While the National Pension Scheme (NPS) is primarily designed to create a retirement corpus, it is often perceived by many as a tool for tax savings. Despite the shifts in the tax regime, the NPS stands resilient as a robust method for tax savings in 2024. Hence, it is recommended to understand NPS to have more control over your tax planning.

 

Advantages of embracing the old tax regime:

Tier 1:

  • The maximum tax benefit for NPS investments is Rs. 1.5 lakh, encompassing the limit under Section 80C of the Income Tax Act.
  • The maximum NPS contribution eligible for tax deductions is 20% of an individual’s annual income or 10% of an employee’s (Basic + Dearness Allowance) contribution, depending on whichever is lower.

 

Tier 2:

Central government employees contributing to a Tier 2 Account can claim tax benefits under Section 80C, with a combined maximum limit of INR 1.5 lakh.

Advantages of embracing new tax regime:

Tier 1:

Employer contributions under Section 80CCD (2) remain eligible for tax deductions, but benefits from other sections are not accessible.

Tier 2:

Central government employees contributing to a Tier 2 Account can claim tax benefits under Section 80C, with a combined maximum limit of INR 1.5 lakh.

When considering NPS tax benefits upon withdrawal:

 

Upon reaching the age of 60 or retirement, as per Section 80CCD (5), up to 60% of the accumulated pension wealth can be withdrawn as a tax-free lump sum.

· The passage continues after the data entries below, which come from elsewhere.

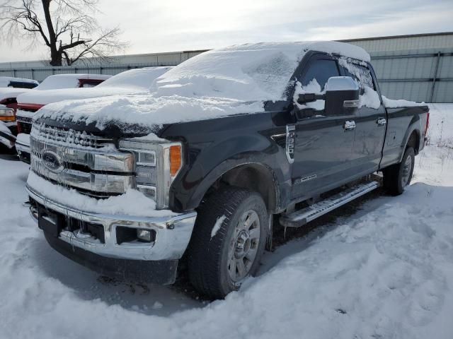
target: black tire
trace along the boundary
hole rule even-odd
[[[252,220],[251,217],[249,219],[249,216],[252,215],[253,220],[259,220],[259,225],[254,221],[254,228],[251,228],[253,230],[253,234],[256,238],[252,239],[251,232],[248,240],[251,251],[256,251],[254,260],[249,261],[246,254],[242,259],[243,262],[248,264],[246,276],[253,276],[259,268],[268,232],[266,206],[258,193],[236,187],[226,187],[209,196],[202,202],[197,212],[188,251],[189,279],[195,289],[202,295],[211,299],[221,299],[230,292],[237,290],[243,280],[242,278],[235,281],[231,278],[231,275],[238,274],[238,271],[236,263],[233,269],[231,261],[237,261],[234,262],[241,266],[239,265],[241,259],[233,256],[236,256],[237,241],[242,232],[236,231],[236,227],[239,226],[239,221],[245,215],[247,215],[246,220],[249,222]],[[222,224],[217,232],[214,232],[213,227],[217,220],[222,222]],[[246,224],[247,222],[244,222],[244,225]],[[259,229],[259,236],[256,235],[257,229]],[[212,237],[214,233],[214,235]],[[258,239],[259,242],[257,243]],[[248,252],[248,251],[247,250]],[[245,250],[243,251],[240,255],[245,252]],[[247,268],[247,265],[244,267]],[[229,268],[231,269],[231,271]]]
[[[411,184],[415,165],[415,153],[412,147],[408,147],[399,164],[393,165],[382,171],[384,187],[392,196],[399,196],[406,186]],[[411,168],[407,168],[410,163]]]

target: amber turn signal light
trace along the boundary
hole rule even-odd
[[[180,145],[170,146],[170,175],[174,177],[181,168],[182,150]]]

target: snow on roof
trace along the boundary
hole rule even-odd
[[[394,99],[389,99],[384,95],[382,95],[382,101],[384,102],[384,105],[386,108],[415,107],[416,106],[426,106],[426,104],[425,102],[415,102],[415,101],[405,100],[403,99],[395,100]]]
[[[131,69],[111,77],[96,87],[98,88],[122,87],[148,90],[156,78],[173,68],[173,66],[162,66]]]
[[[9,85],[9,83],[11,81],[35,83],[36,85],[39,84],[39,83],[35,80],[25,79],[24,78],[14,78],[12,76],[0,76],[0,87],[8,87]]]
[[[158,95],[279,100],[305,53],[319,51],[369,61],[363,49],[338,42],[265,42],[213,49],[157,79]]]
[[[156,78],[171,67],[131,69],[112,76],[93,88],[60,88],[29,91],[17,97],[19,104],[47,105],[62,100],[88,99],[108,95],[126,95],[148,92]]]
[[[105,74],[55,74],[47,76],[38,87],[37,90],[55,90],[57,88],[76,88],[79,87],[79,81],[107,80],[112,76]]]
[[[285,100],[285,89],[308,51],[369,61],[362,48],[338,42],[266,42],[214,49],[189,59],[154,81],[148,95],[64,101],[42,117],[119,124],[197,121],[264,111],[264,102]]]
[[[0,88],[0,101],[5,99],[16,97],[18,95],[33,90],[28,88],[17,88],[13,87]]]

The remaining 40% must be used to purchase an annuity, with the annuity income taxed based on applicable tax slabs.

In the case of premature withdrawal, 

The annuity income from 80% of the accumulated corpus will be taxed as yearly income when withdrawing prematurely. Ambiguity surrounds the tax treatment of the 20% lump sum withdrawal, with existing rules stipulating that 40% of the lump sum withdrawal from NPS is tax-free.

 

In conclusion, while NPS offers the potential for higher returns compared to alternatives like PPF or FDs, it may not be as tax-efficient upon maturity. Notably, up to 60% of the accumulated amount can be withdrawn from the NPS account, with 20% being subject to taxation. It is crucial to remain informed, as taxability on NPS withdrawal is subject to change.